SOURCE: Inside Climate News
DATE: August 11, 2020
SNIP: The thickening atmospheric stew of greenhouse gases is punching holes in Arctic sea ice, leading it to crumble at a rapidly increasing rate. Last spring, ponds of meltwater on the ice sped the melting of the glossy shield that reflects incoming heat from the sun back to space. By July, the ice had dwindled to a record low extent for that month.
It could disappear as soon as 2035, scientists said this week, as they released a study showing how the formation of melt ponds on the surface of the sea ice drove it to completely melt away about 130,000 years ago in an era called the Last Interglacial—probably the last time the Arctic Ocean was ice-free during summer.

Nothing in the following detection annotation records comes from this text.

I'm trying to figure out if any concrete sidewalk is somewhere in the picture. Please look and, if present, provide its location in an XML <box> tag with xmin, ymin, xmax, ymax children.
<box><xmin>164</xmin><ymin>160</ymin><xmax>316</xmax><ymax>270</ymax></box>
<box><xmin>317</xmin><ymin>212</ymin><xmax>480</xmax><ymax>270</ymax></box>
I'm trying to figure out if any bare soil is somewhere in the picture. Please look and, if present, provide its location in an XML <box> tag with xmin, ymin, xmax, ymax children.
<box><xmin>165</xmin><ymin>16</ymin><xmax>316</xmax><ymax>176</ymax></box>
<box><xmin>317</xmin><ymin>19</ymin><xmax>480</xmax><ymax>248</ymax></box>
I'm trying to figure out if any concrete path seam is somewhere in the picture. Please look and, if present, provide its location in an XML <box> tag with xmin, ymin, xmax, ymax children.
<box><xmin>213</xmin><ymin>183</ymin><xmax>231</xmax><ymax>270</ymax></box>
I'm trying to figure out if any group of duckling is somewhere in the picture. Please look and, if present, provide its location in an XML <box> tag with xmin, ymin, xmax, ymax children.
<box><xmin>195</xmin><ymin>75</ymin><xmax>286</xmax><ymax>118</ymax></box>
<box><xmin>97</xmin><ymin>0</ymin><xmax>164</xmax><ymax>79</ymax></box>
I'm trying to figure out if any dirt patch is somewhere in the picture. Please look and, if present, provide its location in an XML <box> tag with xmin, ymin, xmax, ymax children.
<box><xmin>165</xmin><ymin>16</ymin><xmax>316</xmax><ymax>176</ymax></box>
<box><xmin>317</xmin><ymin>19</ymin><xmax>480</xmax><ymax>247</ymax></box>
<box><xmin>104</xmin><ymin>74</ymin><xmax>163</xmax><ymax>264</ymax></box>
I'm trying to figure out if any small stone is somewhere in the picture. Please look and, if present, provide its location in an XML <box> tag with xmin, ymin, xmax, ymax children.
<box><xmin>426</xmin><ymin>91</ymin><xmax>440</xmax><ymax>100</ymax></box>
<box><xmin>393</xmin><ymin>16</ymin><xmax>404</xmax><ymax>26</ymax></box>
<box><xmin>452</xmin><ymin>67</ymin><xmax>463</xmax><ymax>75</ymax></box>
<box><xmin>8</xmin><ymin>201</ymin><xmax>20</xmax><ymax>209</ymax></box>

Observations show melt ponds forming earlier and persisting longer. Their blue water is darker than the white ice surrounding them, so they absorb more warmth from the sun. That heat seeps through the sides of the pond to melt more ice, and even oozes down to warm the ocean beneath it. Instead of a solid reflective mirror, the surface is increasingly pitted, scarred and cracked until, at its edges, it dissolves into the sea like an ice cube melting on a hot sidewalk.
The imminent disappearance of Arctic sea ice has also raised concerns about the potential for international conflicts over the oil and gas deposits beneath the floors of Arctic seas, as well as over prized commercial fish stocks that have moved or are easier to reach due to the diminishing ice.
The loss of sea ice buffers is probably also speeding up the melting of land-based ice sheets and glaciers that flow into the ocean. Although it remains to be proven by researchers, it appears that this year’s sharp sea ice decline may have contributed to the collapse of Canada’s last ice shelf. And in a tweet this week, University of Liege climate scientist Xavier Fettweis attributed record runoff from the Franz Josef Ice Caps in the Russian Arctic to the collapse of Arctic sea ice.
“Usually, these ice caps have been protected by sea ice,” he said. The sea ice cools the air above it, maintaining freezing temperatures in the atmosphere above the ice caps. “This summer, the absence of sea ice allowed near-surface temperatures (around the Franz Josef Ice Caps) to be largely above 0°C (32 Fahrenheit),” he said. “Temperatures of 2-3°C (3.6 to 5.4 degrees Fahrenheit) above the freezing points were never reached over these ice caps until now.”